It’s not absolutely necessary to complete all of the side missions (that’s why they’re side missions), but when you put them all on the same screen you’ve got a constant reminder that they’re there to be completed. This won’t be a major issue for many players, to be fair, but for someone like myself who always feels pressured to explore everything a game has to offer, the quantity of side content often felt quite overwhelming.
This complaint overflows into Age of Calamity’s weapon system as well. Completing missions rewards you with new weapons, with which you can fuse with your previous ones to increase their strength and attributes. The fusing itself is fine, if not a little ordinary, but my grievance lies once again with the quantity of new weapons you receive: upon completing main missions I found myself earning anywhere from eight to twelve new weapons at once, and with limited inventory space things can easily get out of hand.
Fortunately, discarding unwanted weapons isn’t hard. Not only can they be fused with other weapons to increase their strength, but selling them can, of course, net you some cash… but when each mission rewards you with a small army’s worth of swords, trips to the blacksmith can become increasingly frequent.
All these smaller issues highlight a more fundamental flaw I found with Hyrule Warriors: Age of Calamity. At first using Breath of the Wild’s map as your “base of operations” was a fun idea, but it soon grew to a point of tedium when you were constantly required to jump between all its facilities. It wasn’t exactly detrimental enough to drag my entire experience down, but it’s an idea that feels like it was fun on paper but not too well thought out in execution.
An unfortunate casualty of this trend is Age of Calamity’s level design. Although perhaps this point might be more contentious, as there are certainly pros and cons to its new approach.

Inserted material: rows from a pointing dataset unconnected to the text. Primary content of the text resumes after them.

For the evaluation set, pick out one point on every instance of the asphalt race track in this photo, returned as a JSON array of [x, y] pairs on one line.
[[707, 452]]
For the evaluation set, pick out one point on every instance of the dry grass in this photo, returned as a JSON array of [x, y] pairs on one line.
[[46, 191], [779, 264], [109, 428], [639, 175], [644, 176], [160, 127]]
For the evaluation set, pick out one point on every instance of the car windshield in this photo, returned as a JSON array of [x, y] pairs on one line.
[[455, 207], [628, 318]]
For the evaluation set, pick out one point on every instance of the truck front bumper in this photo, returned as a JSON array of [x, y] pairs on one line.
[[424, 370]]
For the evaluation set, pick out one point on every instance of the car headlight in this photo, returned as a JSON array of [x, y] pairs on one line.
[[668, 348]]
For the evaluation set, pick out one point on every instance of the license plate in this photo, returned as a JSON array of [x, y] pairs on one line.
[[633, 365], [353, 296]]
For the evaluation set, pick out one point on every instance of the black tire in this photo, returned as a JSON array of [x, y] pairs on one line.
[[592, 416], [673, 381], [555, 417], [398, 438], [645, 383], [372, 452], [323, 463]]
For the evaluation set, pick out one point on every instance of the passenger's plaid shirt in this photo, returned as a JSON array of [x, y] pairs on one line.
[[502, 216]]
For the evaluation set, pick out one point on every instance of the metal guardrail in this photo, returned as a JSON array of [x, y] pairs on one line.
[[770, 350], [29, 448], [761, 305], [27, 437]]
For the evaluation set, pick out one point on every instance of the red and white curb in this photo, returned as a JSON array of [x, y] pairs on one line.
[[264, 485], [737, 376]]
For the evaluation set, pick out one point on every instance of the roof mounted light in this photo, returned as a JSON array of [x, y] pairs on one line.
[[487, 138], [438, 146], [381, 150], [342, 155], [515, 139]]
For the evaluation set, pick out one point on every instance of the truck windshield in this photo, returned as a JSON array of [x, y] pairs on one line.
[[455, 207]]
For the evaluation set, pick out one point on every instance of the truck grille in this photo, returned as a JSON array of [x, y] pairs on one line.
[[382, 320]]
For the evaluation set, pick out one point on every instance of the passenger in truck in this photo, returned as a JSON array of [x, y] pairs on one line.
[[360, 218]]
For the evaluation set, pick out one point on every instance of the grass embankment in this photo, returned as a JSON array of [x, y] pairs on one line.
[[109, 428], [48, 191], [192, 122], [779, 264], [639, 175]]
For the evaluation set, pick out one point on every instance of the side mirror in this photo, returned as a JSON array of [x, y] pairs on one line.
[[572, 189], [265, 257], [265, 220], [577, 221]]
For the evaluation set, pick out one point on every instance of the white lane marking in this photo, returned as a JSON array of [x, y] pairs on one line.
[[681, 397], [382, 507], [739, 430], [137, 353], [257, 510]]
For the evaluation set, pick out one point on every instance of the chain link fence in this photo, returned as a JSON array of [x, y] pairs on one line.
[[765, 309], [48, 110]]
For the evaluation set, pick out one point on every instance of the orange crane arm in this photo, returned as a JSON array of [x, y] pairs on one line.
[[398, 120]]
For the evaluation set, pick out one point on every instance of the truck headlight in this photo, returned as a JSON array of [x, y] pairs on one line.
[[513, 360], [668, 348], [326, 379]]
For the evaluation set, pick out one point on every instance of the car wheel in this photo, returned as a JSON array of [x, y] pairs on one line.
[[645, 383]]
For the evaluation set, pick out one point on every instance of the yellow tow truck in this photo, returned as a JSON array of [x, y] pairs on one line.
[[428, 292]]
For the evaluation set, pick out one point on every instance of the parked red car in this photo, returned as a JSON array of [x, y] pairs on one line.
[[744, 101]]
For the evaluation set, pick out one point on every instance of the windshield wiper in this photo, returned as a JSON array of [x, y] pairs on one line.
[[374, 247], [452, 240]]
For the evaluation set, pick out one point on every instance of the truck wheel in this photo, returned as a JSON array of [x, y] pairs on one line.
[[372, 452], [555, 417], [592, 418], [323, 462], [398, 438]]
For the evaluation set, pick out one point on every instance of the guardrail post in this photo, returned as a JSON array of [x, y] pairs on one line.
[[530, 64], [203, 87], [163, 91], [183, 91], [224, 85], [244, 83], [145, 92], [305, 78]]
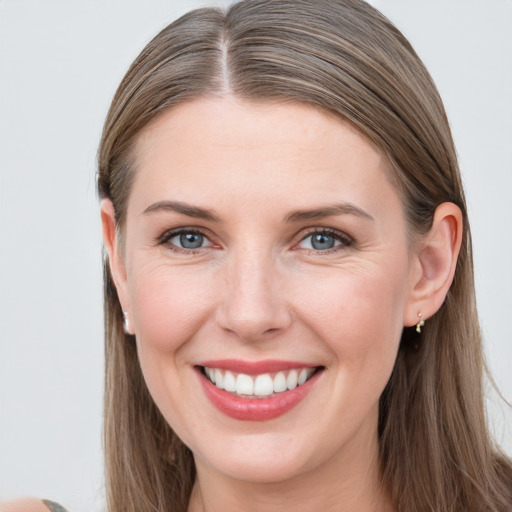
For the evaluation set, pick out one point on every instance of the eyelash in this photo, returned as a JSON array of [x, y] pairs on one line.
[[343, 238]]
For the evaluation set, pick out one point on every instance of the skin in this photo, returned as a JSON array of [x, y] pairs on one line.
[[257, 289]]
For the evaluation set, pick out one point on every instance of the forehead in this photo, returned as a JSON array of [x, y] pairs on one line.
[[215, 149]]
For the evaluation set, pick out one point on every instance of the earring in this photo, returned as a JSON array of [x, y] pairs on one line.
[[126, 323], [420, 323]]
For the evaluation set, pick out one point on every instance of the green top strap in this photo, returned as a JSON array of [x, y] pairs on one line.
[[54, 507]]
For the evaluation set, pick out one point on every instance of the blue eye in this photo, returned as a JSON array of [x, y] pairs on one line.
[[189, 240], [324, 240]]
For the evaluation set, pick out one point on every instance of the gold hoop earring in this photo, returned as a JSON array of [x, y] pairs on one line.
[[420, 323]]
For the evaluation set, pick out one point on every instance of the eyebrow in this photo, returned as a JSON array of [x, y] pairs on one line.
[[327, 211], [183, 209], [292, 217]]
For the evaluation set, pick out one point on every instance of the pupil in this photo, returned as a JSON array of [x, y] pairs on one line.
[[191, 240], [322, 241]]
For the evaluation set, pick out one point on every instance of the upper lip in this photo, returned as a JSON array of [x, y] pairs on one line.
[[255, 367]]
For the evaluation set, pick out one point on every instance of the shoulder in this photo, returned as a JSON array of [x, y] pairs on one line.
[[31, 505]]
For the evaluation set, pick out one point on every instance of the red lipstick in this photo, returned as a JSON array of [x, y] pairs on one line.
[[253, 408]]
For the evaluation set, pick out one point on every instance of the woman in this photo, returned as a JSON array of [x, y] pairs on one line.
[[290, 314]]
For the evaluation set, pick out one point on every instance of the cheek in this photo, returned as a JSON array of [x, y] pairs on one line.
[[169, 305], [358, 312]]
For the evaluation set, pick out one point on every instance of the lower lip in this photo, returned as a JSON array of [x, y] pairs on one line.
[[256, 409]]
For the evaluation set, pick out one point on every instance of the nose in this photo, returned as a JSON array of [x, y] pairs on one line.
[[253, 305]]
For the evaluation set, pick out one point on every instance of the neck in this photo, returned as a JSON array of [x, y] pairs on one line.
[[347, 482]]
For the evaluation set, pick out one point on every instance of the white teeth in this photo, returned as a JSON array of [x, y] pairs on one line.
[[219, 381], [291, 380], [279, 383], [229, 382], [303, 375], [244, 385], [260, 385], [264, 385]]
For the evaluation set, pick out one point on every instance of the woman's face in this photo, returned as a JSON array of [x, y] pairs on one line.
[[266, 243]]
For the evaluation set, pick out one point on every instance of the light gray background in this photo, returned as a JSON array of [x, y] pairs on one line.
[[60, 62]]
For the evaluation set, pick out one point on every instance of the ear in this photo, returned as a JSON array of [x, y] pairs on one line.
[[115, 257], [434, 264]]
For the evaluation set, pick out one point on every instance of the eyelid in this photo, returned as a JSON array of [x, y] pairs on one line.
[[344, 239], [166, 236]]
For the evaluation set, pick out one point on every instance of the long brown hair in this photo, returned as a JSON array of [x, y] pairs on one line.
[[344, 57]]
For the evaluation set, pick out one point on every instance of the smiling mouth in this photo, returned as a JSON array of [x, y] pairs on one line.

In general, Age of Calamity’s maps — which are all based on locales from Breath of the Wild — feel quite a bit more natural than the grid-based maps of the original Hyrule Warriors. This carries the distinct advantage of giving everything a greater sense of realism and scope, but abandoning the more structured approach detracts from the original game’s strategic flair of map management.
Exacerbating this issue, certain maps could often feel too big for their own good; empty hallways are a frequent sight, and the maps more often than not feel a little too padded out. This won’t be as big an issue for players who aren’t transitioning from the original game, but given the plethora of improvements Age of Calamity makes over Hyrule Warriors, it does stand out as one area where it faltered more than I’d have liked it to.

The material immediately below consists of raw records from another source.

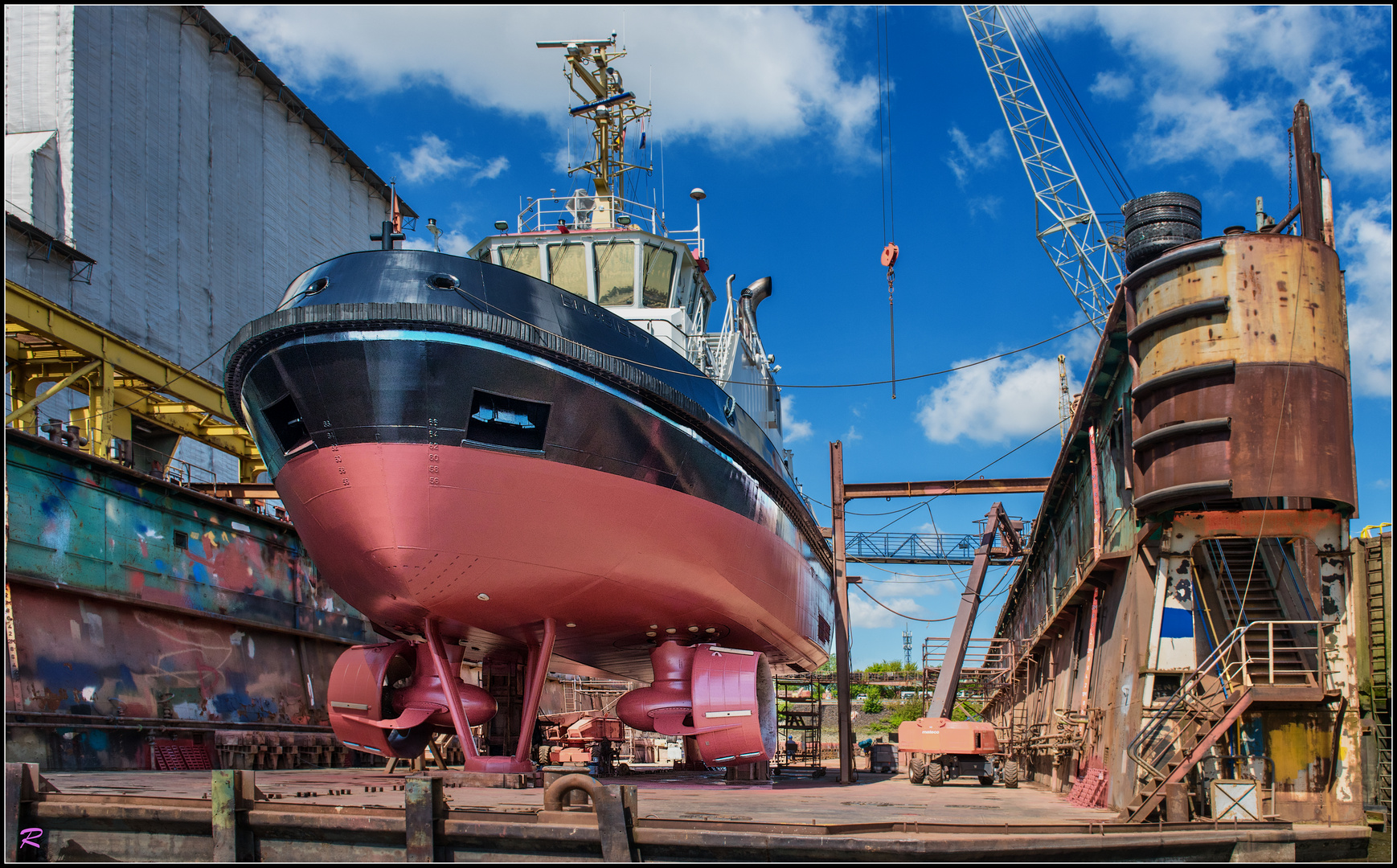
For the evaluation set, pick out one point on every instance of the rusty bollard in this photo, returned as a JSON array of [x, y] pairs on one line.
[[615, 809], [424, 804]]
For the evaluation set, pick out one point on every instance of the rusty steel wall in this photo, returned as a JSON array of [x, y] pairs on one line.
[[1272, 306], [1065, 669], [112, 620]]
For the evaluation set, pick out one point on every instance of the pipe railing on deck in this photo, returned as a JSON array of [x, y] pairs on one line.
[[1231, 673]]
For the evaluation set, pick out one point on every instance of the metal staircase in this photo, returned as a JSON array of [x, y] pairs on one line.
[[1378, 669]]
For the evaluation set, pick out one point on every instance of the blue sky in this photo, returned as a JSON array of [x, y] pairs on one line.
[[774, 113]]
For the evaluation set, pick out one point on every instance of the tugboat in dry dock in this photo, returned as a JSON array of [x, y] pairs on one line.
[[537, 452]]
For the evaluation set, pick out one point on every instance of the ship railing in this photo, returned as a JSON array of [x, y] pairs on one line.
[[703, 353], [689, 236], [580, 211], [1234, 665]]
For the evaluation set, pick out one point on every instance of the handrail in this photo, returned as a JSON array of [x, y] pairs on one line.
[[1188, 688], [580, 210]]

Although I’ve had a lot to complain about, I still thoroughly enjoyed my time with Hyrule Warriors: Age of Calamity. I’m not overly surprised given that the original Hyrule Warriors was a game I adored at a compromise, and largely the same is true here too: the hacking and slashing can get a little repetitive, but it’s put in place to serve a greater purpose. The Warriors formula is one that’s less about the moment-to-moment gameplay, but rather the experience it serves as a whole. You’re less concerned about what your individual character is doing, but rather how the large scale war is unfolding as a whole.
Despite my grievances with the game, Hyrule Warriors: Age of Calamity delivers on this premise whilst simultaneously offering one of the freshest and most unique Warriors experiences to date.
Hyrule Warriors: Age of Calamity makes some clever improvements over the original Hyrule Warriors, but ultimately feels a little more separated from The Legend of Zelda: Breath of the Wild than many fans might have expected. Despite some messy design choices, it still manages to provide a polished and satisfying experience in the Warriors line.
Ethan reviewed Hyrule Warriors: Age of Calamity using a retail Nintendo Switch code downloaded from the eShop.